2. CBT Therapy – I had never been to therapy let alone heard of CBT Therapy. I visited my doctor and talked about how I was feeling and they recommend CBT Therapy. CBT Therapy is designed to help you learn how to re-train your brain. I use to think of everything that could go wrong before the situation even happened. If I was going to a works Christmas due i would think ‘wheres the nearest escape route’ ‘were going on a mini bus, how am I going to get all the way home if I need to’ anxiety stops you thinking logically and CBT helps you with that. One of the exercises was to write down all my fears and then write down logically how to solve to fear/ situation.
3. Talking – it sounds simple doesn’t it & the most obvious… but talking does really help. I think the person you talk to plays a massive part in your recovery. I couldn’t speak to anyone really other than my Mum.
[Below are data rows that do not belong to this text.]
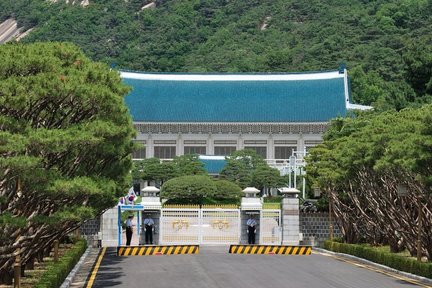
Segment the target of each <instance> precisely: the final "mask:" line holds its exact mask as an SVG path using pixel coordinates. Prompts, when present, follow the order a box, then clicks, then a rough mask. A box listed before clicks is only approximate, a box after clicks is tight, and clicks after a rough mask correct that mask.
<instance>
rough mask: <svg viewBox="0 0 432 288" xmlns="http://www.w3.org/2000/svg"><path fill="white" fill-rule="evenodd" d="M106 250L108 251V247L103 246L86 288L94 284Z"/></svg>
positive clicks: (92, 285) (96, 261)
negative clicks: (102, 258)
mask: <svg viewBox="0 0 432 288" xmlns="http://www.w3.org/2000/svg"><path fill="white" fill-rule="evenodd" d="M105 252H106V247H104V248H102V252H101V254H100V255H99V257H98V260H97V261H96V265H95V267H94V268H93V271H92V273H91V276H90V279H89V282H88V283H87V286H86V288H91V287H92V286H93V283H94V280H95V279H96V274H97V271H98V270H99V266H100V263H101V262H102V258H103V256H104V255H105Z"/></svg>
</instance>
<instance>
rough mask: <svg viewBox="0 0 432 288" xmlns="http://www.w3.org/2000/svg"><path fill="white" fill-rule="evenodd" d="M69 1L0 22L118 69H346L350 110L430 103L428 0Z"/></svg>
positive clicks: (209, 71)
mask: <svg viewBox="0 0 432 288" xmlns="http://www.w3.org/2000/svg"><path fill="white" fill-rule="evenodd" d="M66 2H69V1H60V0H58V1H57V2H55V3H53V2H52V1H43V0H32V1H31V0H2V1H1V3H0V20H1V21H4V20H7V19H9V18H14V19H16V20H17V21H18V25H19V26H23V28H25V29H28V28H31V27H35V29H34V30H33V31H32V32H31V33H30V34H29V35H28V36H27V37H25V38H24V39H23V40H21V41H25V42H34V41H71V42H74V43H76V44H78V45H79V46H80V47H82V49H83V50H84V52H85V53H86V54H87V55H88V56H90V57H91V58H93V59H94V60H99V61H103V62H106V63H107V64H109V65H115V66H116V67H118V68H121V69H130V70H144V71H162V72H177V71H182V72H251V71H254V72H291V71H310V70H325V69H335V68H337V67H338V65H339V64H340V63H345V64H346V65H347V68H348V69H349V72H350V77H351V81H352V91H353V98H354V101H356V102H357V103H360V104H372V105H374V106H375V107H376V109H377V110H382V109H402V108H404V107H406V106H409V105H421V104H422V103H425V102H430V101H431V98H432V97H431V94H432V78H431V75H432V0H375V1H369V0H159V1H154V2H151V1H143V0H90V1H87V4H88V5H86V6H85V7H83V6H82V5H79V4H80V3H76V4H75V5H72V4H71V3H69V4H66ZM71 2H72V1H71ZM76 2H80V1H76Z"/></svg>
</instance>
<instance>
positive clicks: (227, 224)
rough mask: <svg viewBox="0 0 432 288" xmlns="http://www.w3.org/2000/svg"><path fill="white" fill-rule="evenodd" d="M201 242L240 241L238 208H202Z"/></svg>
mask: <svg viewBox="0 0 432 288" xmlns="http://www.w3.org/2000/svg"><path fill="white" fill-rule="evenodd" d="M201 219H202V222H201V223H202V225H201V229H202V230H201V236H202V238H201V243H202V244H238V243H239V241H240V210H239V209H220V208H219V209H202V210H201Z"/></svg>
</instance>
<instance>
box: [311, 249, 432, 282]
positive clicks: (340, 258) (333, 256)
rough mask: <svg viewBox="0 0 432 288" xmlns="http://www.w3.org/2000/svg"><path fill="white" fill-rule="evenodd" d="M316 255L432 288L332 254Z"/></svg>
mask: <svg viewBox="0 0 432 288" xmlns="http://www.w3.org/2000/svg"><path fill="white" fill-rule="evenodd" d="M314 253H316V254H321V255H324V256H328V257H332V258H335V259H337V260H340V261H343V262H346V263H350V264H352V265H354V266H357V267H361V268H365V269H368V270H370V271H374V272H378V273H381V274H384V275H387V276H390V277H392V278H395V279H398V280H402V281H405V282H408V283H411V284H415V285H418V286H421V287H425V288H432V286H429V285H426V284H423V283H421V282H418V281H416V280H412V279H409V278H406V277H403V276H397V275H394V274H393V273H390V272H387V271H384V270H381V269H379V268H374V267H372V266H369V265H366V264H360V263H357V262H354V261H351V260H347V259H344V258H342V257H338V256H334V255H331V254H326V253H321V252H316V251H315V252H314Z"/></svg>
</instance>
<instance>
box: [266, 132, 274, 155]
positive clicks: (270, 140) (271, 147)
mask: <svg viewBox="0 0 432 288" xmlns="http://www.w3.org/2000/svg"><path fill="white" fill-rule="evenodd" d="M267 159H274V143H273V135H272V134H269V135H268V137H267Z"/></svg>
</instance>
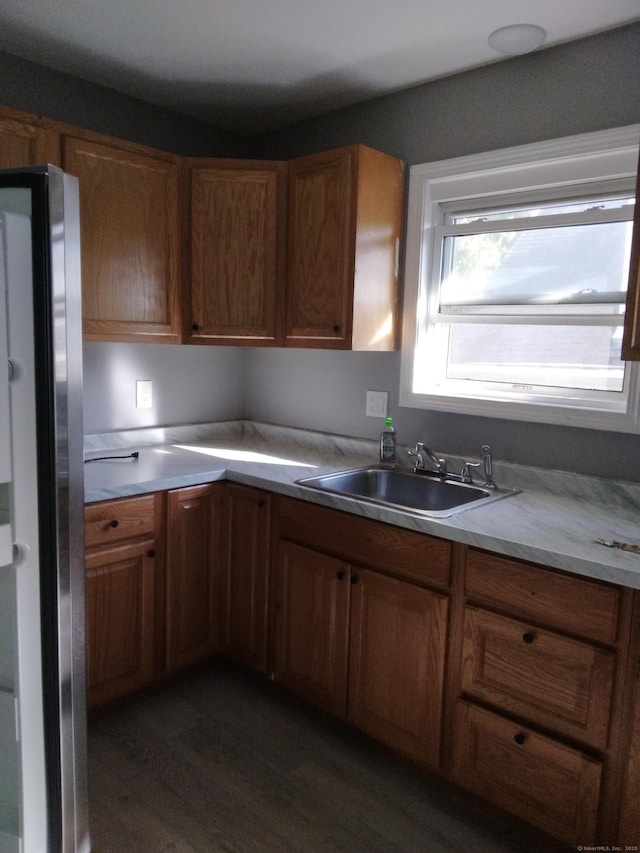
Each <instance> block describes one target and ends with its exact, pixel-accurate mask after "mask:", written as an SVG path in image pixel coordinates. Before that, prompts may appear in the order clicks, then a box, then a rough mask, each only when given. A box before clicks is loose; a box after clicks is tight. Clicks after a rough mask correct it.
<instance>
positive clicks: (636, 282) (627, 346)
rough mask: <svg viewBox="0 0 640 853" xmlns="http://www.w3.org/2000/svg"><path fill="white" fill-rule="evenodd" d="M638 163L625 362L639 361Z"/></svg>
mask: <svg viewBox="0 0 640 853" xmlns="http://www.w3.org/2000/svg"><path fill="white" fill-rule="evenodd" d="M639 199H640V163H639V164H638V180H637V184H636V208H635V213H634V219H633V239H632V242H631V266H630V267H629V287H628V289H627V308H626V312H625V316H624V335H623V338H622V358H623V359H624V360H625V361H640V202H639V201H638V200H639Z"/></svg>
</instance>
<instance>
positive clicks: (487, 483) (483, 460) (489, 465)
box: [482, 444, 498, 489]
mask: <svg viewBox="0 0 640 853" xmlns="http://www.w3.org/2000/svg"><path fill="white" fill-rule="evenodd" d="M482 463H483V467H484V487H485V488H486V489H497V488H498V487H497V486H496V484H495V482H494V479H493V458H492V456H491V448H490V447H489V445H488V444H483V445H482Z"/></svg>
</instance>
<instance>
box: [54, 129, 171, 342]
mask: <svg viewBox="0 0 640 853" xmlns="http://www.w3.org/2000/svg"><path fill="white" fill-rule="evenodd" d="M62 151H63V162H64V168H65V170H66V171H67V172H70V173H71V174H72V175H76V176H77V177H78V178H79V179H80V217H81V219H80V226H81V242H82V246H81V250H82V313H83V330H84V334H85V338H86V339H87V340H94V341H134V342H135V341H151V342H164V343H179V342H180V339H181V330H180V325H181V323H180V294H179V286H180V224H179V223H180V220H179V207H178V204H179V199H178V178H179V172H178V165H177V163H176V162H175V161H174V160H173V159H172V158H170V157H167V158H166V159H165V158H162V157H161V156H160V155H158V157H157V158H155V157H153V156H151V154H146V155H145V154H142V153H139V152H138V151H137V150H134V149H131V150H129V149H127V148H125V147H122V148H119V147H116V146H115V145H113V146H112V145H106V144H100V143H98V142H94V141H89V140H86V139H81V138H76V137H72V136H65V137H64V138H63V143H62Z"/></svg>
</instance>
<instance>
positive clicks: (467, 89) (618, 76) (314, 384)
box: [0, 24, 640, 480]
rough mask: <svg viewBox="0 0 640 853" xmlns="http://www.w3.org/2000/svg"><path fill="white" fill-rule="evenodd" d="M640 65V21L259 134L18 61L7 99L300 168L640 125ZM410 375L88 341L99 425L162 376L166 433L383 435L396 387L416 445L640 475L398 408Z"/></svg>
mask: <svg viewBox="0 0 640 853" xmlns="http://www.w3.org/2000/svg"><path fill="white" fill-rule="evenodd" d="M639 57H640V24H636V25H633V26H629V27H623V28H620V29H619V30H615V31H612V32H609V33H604V34H601V35H599V36H595V37H593V38H589V39H584V40H582V41H580V42H574V43H571V44H567V45H563V46H560V47H557V48H550V49H548V50H544V51H540V52H538V53H534V54H530V55H528V56H524V57H519V58H516V59H510V60H507V61H503V62H499V63H496V64H494V65H491V66H487V67H484V68H480V69H477V70H475V71H471V72H468V73H465V74H460V75H457V76H455V77H450V78H447V79H443V80H439V81H436V82H434V83H430V84H426V85H423V86H418V87H415V88H412V89H408V90H405V91H404V92H400V93H397V94H395V95H390V96H386V97H383V98H378V99H375V100H372V101H369V102H367V103H364V104H361V105H358V106H355V107H352V108H348V109H344V110H340V111H337V112H334V113H331V114H329V115H327V116H324V117H321V118H318V119H316V120H313V121H306V122H303V123H300V124H298V125H295V126H292V127H290V128H287V129H284V130H282V131H279V132H275V133H271V134H268V135H264V136H260V137H254V138H253V139H251V140H247V139H242V138H239V137H234V136H233V135H230V134H228V133H225V132H223V131H220V130H217V129H215V128H210V127H207V126H206V125H202V124H201V123H199V122H195V121H193V120H191V119H187V118H184V117H180V116H176V115H175V114H172V113H168V112H167V111H165V110H160V109H157V108H155V107H152V106H150V105H147V104H143V103H141V102H139V101H135V100H134V99H131V98H127V97H124V96H121V95H118V94H117V93H115V92H112V91H110V90H107V89H101V88H100V87H97V86H93V85H91V84H89V83H86V82H83V81H79V80H75V79H73V78H71V77H68V76H66V75H63V74H57V73H54V72H51V71H47V70H46V69H43V68H40V67H39V66H37V65H34V64H33V63H28V62H24V61H23V60H17V59H15V58H12V57H10V56H7V55H6V54H0V103H3V104H6V105H7V106H13V107H15V108H18V109H23V110H26V111H28V112H36V113H40V114H43V115H46V116H48V117H51V118H56V119H60V120H63V121H68V122H70V123H72V124H77V125H80V126H83V127H88V128H91V129H95V130H98V131H102V132H106V133H111V134H113V135H115V136H120V137H122V138H125V139H132V140H134V141H138V142H143V143H146V144H149V145H153V146H156V147H158V148H164V149H166V150H173V151H176V152H177V153H181V154H193V155H200V156H204V155H211V156H258V157H262V156H264V157H274V158H288V157H292V156H297V155H301V154H305V153H309V152H313V151H317V150H322V149H325V148H331V147H336V146H340V145H343V144H351V143H353V142H362V143H364V144H367V145H371V146H373V147H377V148H380V149H382V150H385V151H388V152H389V153H392V154H395V155H396V156H399V157H401V158H402V159H404V160H406V161H407V162H408V163H415V162H426V161H429V160H433V159H439V158H445V157H452V156H458V155H463V154H470V153H474V152H478V151H483V150H491V149H493V148H501V147H505V146H508V145H515V144H521V143H527V142H533V141H536V140H541V139H549V138H553V137H558V136H564V135H570V134H574V133H583V132H588V131H592V130H601V129H604V128H608V127H615V126H621V125H625V124H632V123H635V122H640V99H639V98H638V91H640V59H639ZM129 360H131V361H132V365H133V366H132V365H131V364H129ZM119 365H120V366H119ZM399 365H400V359H399V355H398V354H397V353H389V354H379V353H373V354H359V353H331V352H321V351H312V350H303V351H300V350H298V351H286V350H259V349H255V350H251V349H247V350H241V349H232V348H229V349H222V350H221V349H217V348H211V349H209V348H193V347H164V346H157V345H147V346H145V345H137V344H135V345H123V344H89V345H86V347H85V386H86V395H87V401H86V406H85V412H86V414H85V420H86V429H87V432H100V431H103V430H105V431H106V430H109V429H119V428H122V427H128V426H136V425H142V424H145V425H146V424H147V423H150V422H151V421H147V420H146V418H148V417H150V415H149V414H148V413H147V414H145V415H143V414H142V412H143V411H144V410H136V409H135V406H134V392H135V384H132V380H135V379H136V378H138V379H148V378H152V379H154V395H155V399H156V401H157V408H156V409H155V410H152V411H153V415H152V416H151V417H153V418H154V420H153V421H152V422H153V423H184V422H185V421H189V420H194V421H200V420H216V419H223V418H229V417H238V416H241V414H246V416H248V417H252V418H255V419H261V420H268V421H273V422H277V423H284V424H292V425H295V426H300V427H305V428H309V429H322V430H330V431H332V432H337V433H342V434H346V435H361V436H366V437H375V436H376V435H377V433H378V430H379V428H380V424H379V422H378V421H376V420H375V419H372V418H367V417H365V415H364V403H365V392H366V390H367V388H376V389H383V390H389V392H390V399H391V406H392V409H393V414H394V417H395V420H396V425H397V428H398V435H399V440H400V441H401V442H403V443H407V444H408V443H411V442H413V441H415V440H416V439H421V440H424V441H427V442H429V443H430V444H431V445H432V446H433V447H434V448H436V449H438V450H441V451H442V452H447V451H448V452H451V453H460V454H463V455H464V454H466V455H469V456H477V455H478V447H479V445H480V444H481V443H483V442H485V441H486V442H489V443H490V444H492V445H493V447H494V451H495V454H496V457H497V458H498V459H505V460H511V461H518V462H522V463H523V464H531V465H540V466H542V467H546V466H549V467H554V468H561V469H565V470H573V471H579V472H584V473H592V474H597V475H602V476H611V477H618V478H623V479H632V480H640V438H639V437H637V436H629V435H622V434H615V433H602V432H595V431H591V430H578V429H569V428H561V427H549V426H544V425H539V424H521V423H517V422H515V421H510V422H505V421H499V420H492V419H488V418H469V417H465V416H461V415H447V414H441V413H430V412H425V411H419V410H412V409H407V408H399V406H398V387H399ZM132 370H133V371H134V372H137V371H138V370H139V371H144V373H145V374H146V375H144V376H138V375H135V376H134V375H133V373H132V372H131V371H132ZM123 401H125V402H123Z"/></svg>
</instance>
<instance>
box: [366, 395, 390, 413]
mask: <svg viewBox="0 0 640 853" xmlns="http://www.w3.org/2000/svg"><path fill="white" fill-rule="evenodd" d="M365 411H366V414H367V417H370V418H386V417H387V415H388V413H389V392H388V391H367V407H366V409H365Z"/></svg>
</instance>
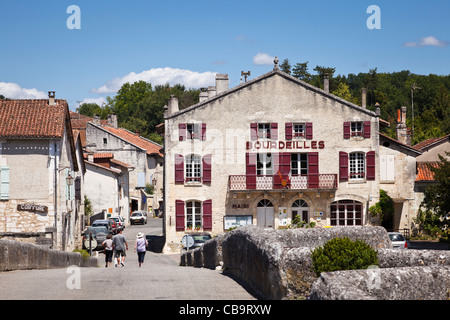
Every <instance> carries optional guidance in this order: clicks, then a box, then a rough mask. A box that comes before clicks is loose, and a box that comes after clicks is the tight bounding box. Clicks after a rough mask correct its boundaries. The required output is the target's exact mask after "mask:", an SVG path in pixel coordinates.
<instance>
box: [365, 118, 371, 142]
mask: <svg viewBox="0 0 450 320" xmlns="http://www.w3.org/2000/svg"><path fill="white" fill-rule="evenodd" d="M364 138H365V139H370V121H364Z"/></svg>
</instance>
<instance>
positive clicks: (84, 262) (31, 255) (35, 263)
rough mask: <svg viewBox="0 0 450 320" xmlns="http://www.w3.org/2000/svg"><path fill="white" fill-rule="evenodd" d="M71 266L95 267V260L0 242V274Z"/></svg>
mask: <svg viewBox="0 0 450 320" xmlns="http://www.w3.org/2000/svg"><path fill="white" fill-rule="evenodd" d="M72 265H75V266H79V267H96V266H97V259H96V258H89V259H88V260H87V261H84V259H83V258H82V256H81V254H80V253H77V252H63V251H58V250H51V249H48V248H46V247H43V246H39V245H35V244H31V243H26V242H20V241H12V240H0V272H2V271H11V270H28V269H53V268H66V267H68V266H72Z"/></svg>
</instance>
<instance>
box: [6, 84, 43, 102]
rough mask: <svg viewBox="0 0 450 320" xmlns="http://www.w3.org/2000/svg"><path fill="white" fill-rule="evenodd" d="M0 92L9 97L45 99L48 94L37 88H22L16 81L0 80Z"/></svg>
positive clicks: (34, 98)
mask: <svg viewBox="0 0 450 320" xmlns="http://www.w3.org/2000/svg"><path fill="white" fill-rule="evenodd" d="M0 94H1V95H3V96H5V97H6V98H9V99H46V98H48V94H47V93H45V92H43V91H39V90H37V89H34V88H33V89H26V88H22V87H21V86H20V85H18V84H17V83H11V82H0Z"/></svg>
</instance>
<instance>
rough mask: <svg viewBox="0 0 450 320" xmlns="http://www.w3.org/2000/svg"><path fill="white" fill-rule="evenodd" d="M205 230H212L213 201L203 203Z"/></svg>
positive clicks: (205, 201) (207, 201)
mask: <svg viewBox="0 0 450 320" xmlns="http://www.w3.org/2000/svg"><path fill="white" fill-rule="evenodd" d="M203 230H205V231H211V230H212V200H206V201H204V202H203Z"/></svg>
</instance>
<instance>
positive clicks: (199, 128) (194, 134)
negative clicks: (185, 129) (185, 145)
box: [186, 123, 200, 139]
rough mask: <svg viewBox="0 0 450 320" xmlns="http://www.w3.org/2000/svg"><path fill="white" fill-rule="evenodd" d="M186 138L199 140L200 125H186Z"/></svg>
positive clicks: (195, 124)
mask: <svg viewBox="0 0 450 320" xmlns="http://www.w3.org/2000/svg"><path fill="white" fill-rule="evenodd" d="M186 130H187V138H188V139H200V125H199V124H193V123H188V124H186Z"/></svg>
I had so many people around me that I could talk to and so much support, but my mum was the only person I could talk to… My mum suffers from Bipolor so I knew she would have insight into how I was feeling . She helpt me so much, at the time when she was trying to get me to go out, making me go to the shops I hated it but now I know she was doing it to force me out and not let me stay in the rut of staying in bed all day and isolating myself.
4. Step out of your comfort zone – No matter how scary it feels you have to try and step out of your comfort zone. For me I didn’t like being around a lot of people, I didn’t like feeling like I was trapped. I decided to go to Camden Market in London… One of the biggest markets with hundreds of stalls, hundreds of people and very limited toilets, I knew going there that I would have no where to escape if needed. And sure, I had a panic attack, i just hugged my boyfriend and ignored everyone around me and kept telling myself I am fine, I can do this and I did it… and that was the last panic attack I ever had!
5. Excercise – I started swimming, a light Excercise that required little effort and I could relax aswell as excersising if that makes any sense? I loved being in the pool away from too many people and somewhere I could just have a bit of me time. I went for walks in the peak district and just enjoyed the wind on my face, the fresh air and the peace & quiet. I have lost count of the amount of times I went out into the peak district when I was at my worst… it was just the place I could be alone and just be me and think.
Just remember you never truly know what anyone is going through, people paint a brave face on, people hide their feelings and from the outside looking in people can look like the ‘perfect happy person’ but that is what they want you to see and how they portray themselves. Be kind to everyone!